The National Emergency Tele-Critical Care Network (NETCCN) provides critical care consulting, remote monitoring and telemedicine support for hospitals with limited capacity.
Organizations funded by the Department of Health and Human Services (HHS) and Department of Defense (DOD) offer remote support through NETCCN to facilities that cannot manage COVID-19 surges with their in-house capabilities. “HHS, DOD and Vendors Partner for Critical Care via Telehealth,”,” in Healthcare IT News, notes that facilities in many states, including Texas, Florida, Georgia, Alabama and Louisiana, have received support to fill gaps in critical-care coverage during the pandemic.
The NETCCN program helps systems and providers access critical care teams via mobile devices during disaster situations. “The simple act of supporting local clinicians and care teams without critical-care knowledge, skills or abilities – with expertise from remote tele-critical-care specialists enables these caregivers to provide more support to patients than would otherwise be possible,” notes the NETCCN website.

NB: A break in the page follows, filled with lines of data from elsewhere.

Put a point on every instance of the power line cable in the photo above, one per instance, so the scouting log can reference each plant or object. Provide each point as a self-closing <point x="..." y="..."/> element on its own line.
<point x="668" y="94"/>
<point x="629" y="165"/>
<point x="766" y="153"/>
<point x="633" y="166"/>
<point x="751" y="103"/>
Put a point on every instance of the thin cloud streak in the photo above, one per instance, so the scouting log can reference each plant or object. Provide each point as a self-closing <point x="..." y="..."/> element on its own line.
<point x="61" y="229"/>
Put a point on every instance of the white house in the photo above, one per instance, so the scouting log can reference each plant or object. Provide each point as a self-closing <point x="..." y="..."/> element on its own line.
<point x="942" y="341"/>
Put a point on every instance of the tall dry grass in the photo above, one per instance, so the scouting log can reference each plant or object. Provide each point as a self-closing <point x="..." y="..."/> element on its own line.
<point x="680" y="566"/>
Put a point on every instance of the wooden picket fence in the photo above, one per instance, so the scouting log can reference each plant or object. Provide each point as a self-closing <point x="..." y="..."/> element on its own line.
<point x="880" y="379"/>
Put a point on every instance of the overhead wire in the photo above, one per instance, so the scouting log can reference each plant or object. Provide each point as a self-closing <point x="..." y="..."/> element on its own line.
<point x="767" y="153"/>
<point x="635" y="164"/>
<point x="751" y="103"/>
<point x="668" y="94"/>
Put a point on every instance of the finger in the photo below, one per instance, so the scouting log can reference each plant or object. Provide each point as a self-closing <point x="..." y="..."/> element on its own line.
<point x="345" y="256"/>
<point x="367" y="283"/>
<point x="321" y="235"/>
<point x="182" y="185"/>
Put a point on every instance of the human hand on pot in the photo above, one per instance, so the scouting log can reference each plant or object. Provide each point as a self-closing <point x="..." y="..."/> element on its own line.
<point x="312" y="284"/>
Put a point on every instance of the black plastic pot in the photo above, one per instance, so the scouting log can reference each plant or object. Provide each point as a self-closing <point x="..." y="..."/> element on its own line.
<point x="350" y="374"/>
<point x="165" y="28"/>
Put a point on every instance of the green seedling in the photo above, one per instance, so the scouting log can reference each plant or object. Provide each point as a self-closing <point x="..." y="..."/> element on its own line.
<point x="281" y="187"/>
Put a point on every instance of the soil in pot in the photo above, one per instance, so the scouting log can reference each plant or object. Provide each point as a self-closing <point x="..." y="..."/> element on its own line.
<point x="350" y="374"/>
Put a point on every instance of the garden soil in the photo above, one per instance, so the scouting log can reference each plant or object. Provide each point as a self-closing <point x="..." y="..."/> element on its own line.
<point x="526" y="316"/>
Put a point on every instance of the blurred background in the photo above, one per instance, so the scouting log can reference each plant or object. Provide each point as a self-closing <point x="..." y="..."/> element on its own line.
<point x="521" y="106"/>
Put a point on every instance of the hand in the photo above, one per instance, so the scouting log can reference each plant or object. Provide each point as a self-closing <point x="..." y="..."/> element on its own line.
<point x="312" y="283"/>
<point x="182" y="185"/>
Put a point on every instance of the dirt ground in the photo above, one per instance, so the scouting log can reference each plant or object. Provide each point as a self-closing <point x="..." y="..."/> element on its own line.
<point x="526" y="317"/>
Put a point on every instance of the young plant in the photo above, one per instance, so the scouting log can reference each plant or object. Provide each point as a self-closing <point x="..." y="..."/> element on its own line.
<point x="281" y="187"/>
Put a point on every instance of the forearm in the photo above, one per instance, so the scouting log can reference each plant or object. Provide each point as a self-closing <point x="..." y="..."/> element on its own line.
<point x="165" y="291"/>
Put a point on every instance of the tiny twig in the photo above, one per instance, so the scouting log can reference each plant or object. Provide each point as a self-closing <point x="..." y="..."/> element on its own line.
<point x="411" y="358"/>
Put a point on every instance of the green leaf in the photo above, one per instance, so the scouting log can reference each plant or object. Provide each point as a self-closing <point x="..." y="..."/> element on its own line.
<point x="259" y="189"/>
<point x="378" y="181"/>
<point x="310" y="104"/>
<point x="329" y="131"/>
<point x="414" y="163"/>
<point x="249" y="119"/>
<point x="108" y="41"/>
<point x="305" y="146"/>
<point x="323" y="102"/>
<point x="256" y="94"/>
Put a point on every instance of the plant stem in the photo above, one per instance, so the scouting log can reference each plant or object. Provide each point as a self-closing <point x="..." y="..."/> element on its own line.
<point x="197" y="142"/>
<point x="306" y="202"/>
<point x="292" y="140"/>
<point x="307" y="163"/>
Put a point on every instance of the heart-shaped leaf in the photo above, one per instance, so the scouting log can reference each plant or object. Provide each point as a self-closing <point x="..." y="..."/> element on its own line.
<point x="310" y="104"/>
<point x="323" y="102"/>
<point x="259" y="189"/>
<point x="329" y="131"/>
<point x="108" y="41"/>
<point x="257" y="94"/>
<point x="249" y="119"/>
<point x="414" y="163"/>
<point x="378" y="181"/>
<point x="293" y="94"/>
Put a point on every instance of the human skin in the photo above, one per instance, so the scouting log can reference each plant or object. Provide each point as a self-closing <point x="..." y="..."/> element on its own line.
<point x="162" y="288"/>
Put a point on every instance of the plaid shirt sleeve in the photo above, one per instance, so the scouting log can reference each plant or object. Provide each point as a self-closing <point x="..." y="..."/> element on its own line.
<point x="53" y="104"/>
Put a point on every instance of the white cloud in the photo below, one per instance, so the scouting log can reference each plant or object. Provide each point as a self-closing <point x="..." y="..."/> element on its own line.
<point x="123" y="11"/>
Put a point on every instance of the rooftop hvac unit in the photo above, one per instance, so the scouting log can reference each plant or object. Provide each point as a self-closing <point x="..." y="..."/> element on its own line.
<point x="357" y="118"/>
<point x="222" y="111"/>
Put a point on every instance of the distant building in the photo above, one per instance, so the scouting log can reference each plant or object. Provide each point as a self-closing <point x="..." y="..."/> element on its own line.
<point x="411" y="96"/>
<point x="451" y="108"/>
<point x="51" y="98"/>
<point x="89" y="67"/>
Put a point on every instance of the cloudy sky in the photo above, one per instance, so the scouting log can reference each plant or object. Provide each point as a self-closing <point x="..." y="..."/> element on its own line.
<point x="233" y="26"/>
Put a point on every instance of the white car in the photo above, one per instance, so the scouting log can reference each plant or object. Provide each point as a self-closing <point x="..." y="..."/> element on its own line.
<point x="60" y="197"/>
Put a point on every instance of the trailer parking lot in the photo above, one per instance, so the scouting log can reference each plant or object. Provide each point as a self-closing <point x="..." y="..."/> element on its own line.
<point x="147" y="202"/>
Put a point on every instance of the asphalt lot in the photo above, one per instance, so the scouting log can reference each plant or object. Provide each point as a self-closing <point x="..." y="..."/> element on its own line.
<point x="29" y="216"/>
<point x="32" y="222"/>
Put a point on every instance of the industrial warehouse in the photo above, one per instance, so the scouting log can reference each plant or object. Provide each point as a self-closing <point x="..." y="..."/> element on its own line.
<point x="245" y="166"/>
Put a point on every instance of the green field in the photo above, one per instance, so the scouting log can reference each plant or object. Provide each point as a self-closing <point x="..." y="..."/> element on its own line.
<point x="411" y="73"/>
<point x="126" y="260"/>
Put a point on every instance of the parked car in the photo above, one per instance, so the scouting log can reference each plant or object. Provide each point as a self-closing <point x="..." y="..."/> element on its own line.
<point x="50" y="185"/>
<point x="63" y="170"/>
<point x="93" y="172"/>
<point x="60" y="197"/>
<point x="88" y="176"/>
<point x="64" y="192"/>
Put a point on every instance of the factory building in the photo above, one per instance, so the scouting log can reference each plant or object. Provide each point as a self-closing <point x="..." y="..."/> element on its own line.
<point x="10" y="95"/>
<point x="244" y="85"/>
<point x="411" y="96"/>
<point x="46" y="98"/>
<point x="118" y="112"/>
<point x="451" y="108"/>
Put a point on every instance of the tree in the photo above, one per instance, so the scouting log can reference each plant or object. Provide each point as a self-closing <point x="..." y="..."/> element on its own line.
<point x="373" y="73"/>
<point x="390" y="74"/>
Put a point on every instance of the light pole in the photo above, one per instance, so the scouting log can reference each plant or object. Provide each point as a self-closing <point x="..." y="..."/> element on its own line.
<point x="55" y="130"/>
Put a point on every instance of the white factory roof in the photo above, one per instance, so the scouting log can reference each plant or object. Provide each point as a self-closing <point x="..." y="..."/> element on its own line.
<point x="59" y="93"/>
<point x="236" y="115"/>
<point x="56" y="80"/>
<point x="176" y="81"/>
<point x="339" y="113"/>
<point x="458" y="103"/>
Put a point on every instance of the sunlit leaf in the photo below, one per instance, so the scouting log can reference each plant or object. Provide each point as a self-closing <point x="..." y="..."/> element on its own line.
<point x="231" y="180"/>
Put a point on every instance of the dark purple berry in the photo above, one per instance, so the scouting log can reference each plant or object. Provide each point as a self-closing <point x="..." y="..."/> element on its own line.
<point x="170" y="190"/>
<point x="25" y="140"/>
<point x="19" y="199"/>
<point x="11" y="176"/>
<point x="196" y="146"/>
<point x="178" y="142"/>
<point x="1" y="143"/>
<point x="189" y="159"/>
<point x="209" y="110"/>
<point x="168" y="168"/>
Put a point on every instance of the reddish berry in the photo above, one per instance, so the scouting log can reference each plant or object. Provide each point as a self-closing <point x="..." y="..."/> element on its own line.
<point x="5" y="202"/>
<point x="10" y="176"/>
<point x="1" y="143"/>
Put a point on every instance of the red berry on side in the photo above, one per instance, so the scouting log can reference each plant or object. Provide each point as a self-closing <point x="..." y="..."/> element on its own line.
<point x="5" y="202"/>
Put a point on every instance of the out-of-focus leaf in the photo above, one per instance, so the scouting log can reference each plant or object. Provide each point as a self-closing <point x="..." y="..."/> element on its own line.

NETCCN has several partner organizations, including Avel eCARE of Sioux Falls, South Dakota, which services over 450 systems and facilities. Support includes relief for local teams, expertise and real-time coaching in unfamiliar situations, and patient monitoring in and out of hospitals, the article adds.
Many solutions are available. For instance, a facility with a PPE shortage used NETCCN to monitor in-patients from a central nursing station. “This option gave the staff a quick way to talk to a patient or check vitals remotely, allowing patients to rest uninterrupted and helping the facility preserve their limited PPE supply.”